Unfortunately, neither witness had prominent roles in the guarantee drama because Ms Harney was not invited to the early hours decision-making meeting, while Gormley was, but decided to stay under the duvet instead.
Linda Evangelista famously said she would not get out of bed for $10,000; sadly, on guarantee night, then Green leader Mr Gormley would not get out from under the covers for €64bn.
Not that anyone knew such would be the cost of the panic-stricken gamble taken by Brian Cowen and Brian Lenihan, but if Mr Gormley had bothered to accept their invite to attend, perhaps history would be slightly less unkind to him and the party he left all but destroyed.
Indeed, to paraphrase well known political philosophers The Monkees on Daydream Believer: “Wake up sleepy Green/Oh what can it mean/you were an environmental dreamer who stayed home and now your party are has-beens.” Defending his decision to stay away, Mr Gormley said: “I don’t think it would have changed one thing if I was present”, which could have served as the motto for the Greens’ pointless stint in government.
Ms Harney came across as the assured political operator she always was, mixing empathy with all absence of blame, apart from the odd admitted mistake, while Mr Gormley remains in denial.

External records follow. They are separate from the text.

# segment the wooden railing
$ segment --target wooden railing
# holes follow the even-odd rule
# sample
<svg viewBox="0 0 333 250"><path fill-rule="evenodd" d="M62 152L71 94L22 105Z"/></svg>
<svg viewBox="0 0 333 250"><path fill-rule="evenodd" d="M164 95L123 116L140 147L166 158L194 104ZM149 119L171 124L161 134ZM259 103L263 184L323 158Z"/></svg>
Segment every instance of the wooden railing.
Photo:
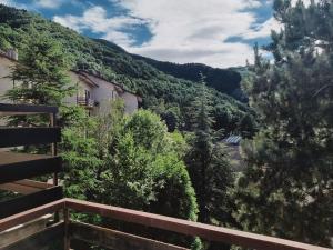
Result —
<svg viewBox="0 0 333 250"><path fill-rule="evenodd" d="M78 97L78 104L84 106L87 108L93 108L94 107L94 100L91 98L85 97Z"/></svg>
<svg viewBox="0 0 333 250"><path fill-rule="evenodd" d="M178 232L181 234L200 237L209 241L219 241L230 244L248 247L258 250L329 250L329 248L322 248L317 246L311 246L305 243L300 243L295 241L266 237L250 232L243 232L221 227L214 227L164 216L158 216L130 209L123 209L118 207L111 207L105 204L98 204L88 201L73 200L73 199L61 199L11 217L0 220L0 233L1 231L8 230L18 224L29 222L31 220L38 219L44 214L63 211L63 222L60 222L51 228L44 230L44 237L50 238L57 236L63 236L65 249L70 248L71 241L75 239L91 240L93 243L100 242L101 244L107 244L104 247L114 247L118 249L159 249L159 250L176 250L184 249L176 246L171 246L154 240L144 239L137 236L131 236L123 232L113 231L111 229L104 229L97 226L84 224L80 222L74 222L70 220L70 211L84 212L99 214L102 217L113 218L121 221L138 223L151 228L163 229L172 232ZM62 231L61 231L62 230ZM52 234L53 233L53 234ZM89 237L89 236L93 237ZM99 237L97 237L99 236ZM1 237L1 234L0 234ZM41 237L34 236L34 237ZM91 238L91 239L89 239ZM95 242L95 240L98 242ZM107 240L105 240L107 239ZM118 240L117 240L118 239ZM121 239L121 240L119 240ZM32 240L30 238L30 240ZM1 238L0 238L1 242ZM37 241L42 242L42 241ZM140 244L145 246L145 248L140 248ZM108 246L109 244L109 246ZM20 249L23 246L22 242L17 243L17 248L8 249ZM26 250L29 250L26 244ZM31 246L31 242L30 244ZM130 246L130 247L129 247ZM137 247L135 247L137 246ZM40 246L42 249L44 246ZM4 248L6 249L6 248ZM37 248L39 249L39 248ZM75 248L74 248L75 249ZM7 250L7 249L6 249Z"/></svg>

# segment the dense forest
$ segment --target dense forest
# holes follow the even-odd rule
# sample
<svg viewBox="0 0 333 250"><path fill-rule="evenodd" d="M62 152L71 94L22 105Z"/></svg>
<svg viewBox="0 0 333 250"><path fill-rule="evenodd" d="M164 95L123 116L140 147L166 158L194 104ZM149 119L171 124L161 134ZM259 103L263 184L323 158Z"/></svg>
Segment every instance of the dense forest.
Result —
<svg viewBox="0 0 333 250"><path fill-rule="evenodd" d="M0 6L0 46L18 48L10 77L22 82L6 96L60 106L68 197L332 247L333 3L273 2L283 29L254 47L253 64L239 69L249 107L208 87L204 72L179 79L113 43ZM127 116L117 100L110 112L90 117L62 103L73 91L65 74L72 68L119 81L143 97L144 109ZM241 172L222 142L229 132L245 138ZM239 249L99 217L75 219L195 250Z"/></svg>
<svg viewBox="0 0 333 250"><path fill-rule="evenodd" d="M132 57L142 60L153 66L158 70L175 78L200 82L200 73L202 73L205 76L205 82L209 87L222 93L232 96L238 100L246 100L246 97L241 91L242 76L236 70L218 69L201 63L178 64L167 61L157 61L138 54L132 54Z"/></svg>
<svg viewBox="0 0 333 250"><path fill-rule="evenodd" d="M135 59L111 42L83 37L39 14L0 4L0 48L13 47L20 53L24 50L27 46L24 42L32 33L39 36L39 33L44 32L60 42L71 56L73 69L83 69L108 80L117 81L124 89L140 94L143 98L143 108L152 109L161 114L168 120L167 123L171 130L174 128L189 129L185 116L189 103L193 101L198 93L200 83L163 73L143 60ZM214 103L214 127L216 130L223 129L228 134L236 132L240 129L239 123L241 120L248 113L252 116L253 111L246 104L225 94L232 92L232 89L239 88L239 74L230 72L232 78L235 78L235 80L232 80L225 78L224 71L221 72L223 72L223 83L225 80L224 87L220 88L218 83L212 81L212 84L215 86L208 83L208 86L213 87L209 88L208 91ZM209 71L202 73L206 78L206 82L214 74ZM192 76L191 80L196 81L201 78L198 70L192 74L198 76L195 78ZM221 74L220 70L216 70L218 74Z"/></svg>

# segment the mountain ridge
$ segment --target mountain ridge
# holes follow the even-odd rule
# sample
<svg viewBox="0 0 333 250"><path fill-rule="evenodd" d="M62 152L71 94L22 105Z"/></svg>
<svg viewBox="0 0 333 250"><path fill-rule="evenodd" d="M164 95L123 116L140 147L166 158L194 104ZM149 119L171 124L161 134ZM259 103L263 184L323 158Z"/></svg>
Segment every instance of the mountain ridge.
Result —
<svg viewBox="0 0 333 250"><path fill-rule="evenodd" d="M40 14L0 4L1 48L12 47L19 53L24 52L32 33L44 33L61 43L72 58L74 69L98 73L119 82L125 90L143 98L143 108L159 110L159 114L170 109L179 110L176 116L182 120L201 88L198 82L175 78L135 59L114 43L84 37ZM246 104L213 88L208 88L208 93L213 104L215 129L231 132L244 116L253 113Z"/></svg>

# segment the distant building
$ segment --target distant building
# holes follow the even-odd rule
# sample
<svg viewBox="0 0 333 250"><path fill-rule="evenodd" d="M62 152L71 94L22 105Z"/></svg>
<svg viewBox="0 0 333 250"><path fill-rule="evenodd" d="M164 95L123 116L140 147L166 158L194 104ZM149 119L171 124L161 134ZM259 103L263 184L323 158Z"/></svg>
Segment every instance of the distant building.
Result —
<svg viewBox="0 0 333 250"><path fill-rule="evenodd" d="M3 94L16 84L8 76L10 76L11 68L17 63L17 60L18 53L16 50L11 49L7 52L0 50L0 102L9 102L3 98ZM72 97L65 98L64 102L82 106L91 114L108 110L110 101L117 98L123 99L127 113L138 110L142 102L141 97L138 94L127 91L119 83L110 82L99 76L85 71L69 71L69 77L72 84L78 87L78 91Z"/></svg>
<svg viewBox="0 0 333 250"><path fill-rule="evenodd" d="M242 137L234 134L226 137L222 141L225 144L225 152L228 153L232 169L235 172L242 172L245 168L245 163L241 156L241 141Z"/></svg>
<svg viewBox="0 0 333 250"><path fill-rule="evenodd" d="M225 144L230 144L230 146L239 146L241 141L242 141L241 136L233 136L233 134L229 136L223 140Z"/></svg>

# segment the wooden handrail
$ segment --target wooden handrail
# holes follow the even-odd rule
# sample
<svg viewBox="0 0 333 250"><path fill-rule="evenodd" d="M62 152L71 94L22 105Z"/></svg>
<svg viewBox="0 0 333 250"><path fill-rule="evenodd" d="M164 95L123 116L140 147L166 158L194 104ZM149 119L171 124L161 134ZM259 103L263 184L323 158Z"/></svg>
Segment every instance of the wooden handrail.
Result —
<svg viewBox="0 0 333 250"><path fill-rule="evenodd" d="M64 208L78 212L100 214L102 217L114 218L122 221L164 229L188 236L198 236L211 241L221 241L242 247L255 248L258 250L329 250L329 248L300 243L291 240L74 199L62 199L0 220L0 231Z"/></svg>
<svg viewBox="0 0 333 250"><path fill-rule="evenodd" d="M211 241L221 241L242 247L255 248L259 250L329 250L329 248L300 243L291 240L81 200L65 199L65 207L80 212L90 212L102 217L110 217L118 220L164 229L188 236L198 236Z"/></svg>

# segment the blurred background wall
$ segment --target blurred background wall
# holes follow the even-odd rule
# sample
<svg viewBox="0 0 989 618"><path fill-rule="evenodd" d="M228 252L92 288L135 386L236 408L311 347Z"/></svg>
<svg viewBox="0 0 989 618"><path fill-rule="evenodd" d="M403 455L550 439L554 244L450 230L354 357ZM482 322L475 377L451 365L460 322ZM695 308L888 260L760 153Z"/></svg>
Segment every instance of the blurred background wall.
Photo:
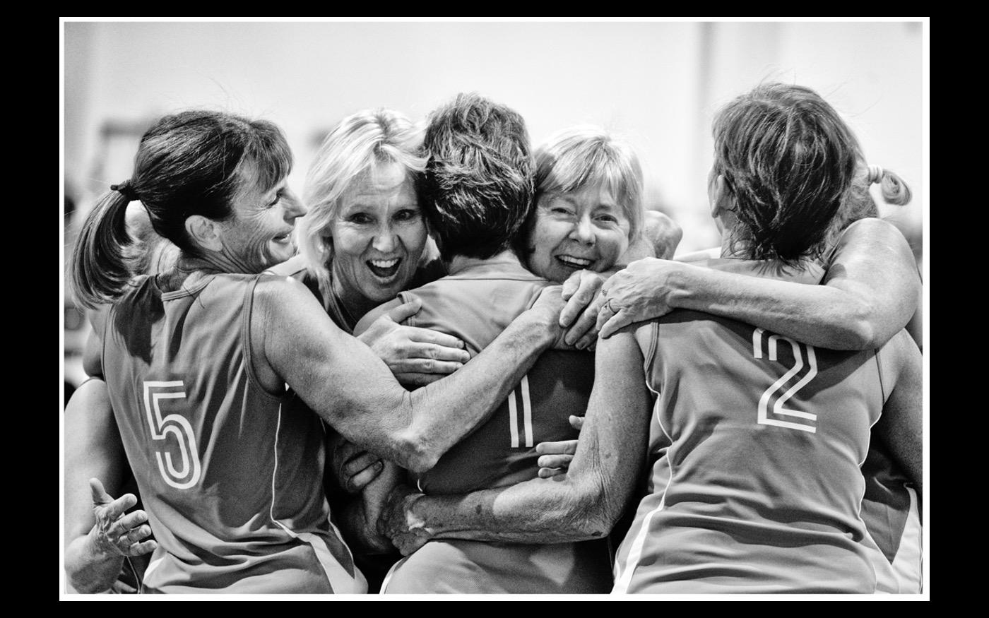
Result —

Summing up the plot of the crash believed by many, Mr Gormley told the committee: “Chairman, you compared it to a movie, I think a narrative has evolved around the guarantee which goes something like this: 1) The bank guarantee was the worst decision ever made in this country and all our woes stem from it, 2) that Fianna Fáil was up to something shady with Anglo, and 3) the Greens did not know what the hell was going on. But I don’t think the evidence supports that narrative.”
But then, how central was he to the action as he seemed to rely on a celebrity economist for much of his information, especially regarding what Mr Lenihan was up to, stating at one point: “I was hearing what the minister was thinking from David McWilliams.” Curious.
Then, talking of what life was like in government, he accidently expressed what the FF-Green handling of the crash looked like to the rest of the country: “Just when you thought it couldn’t get any worse, it did.”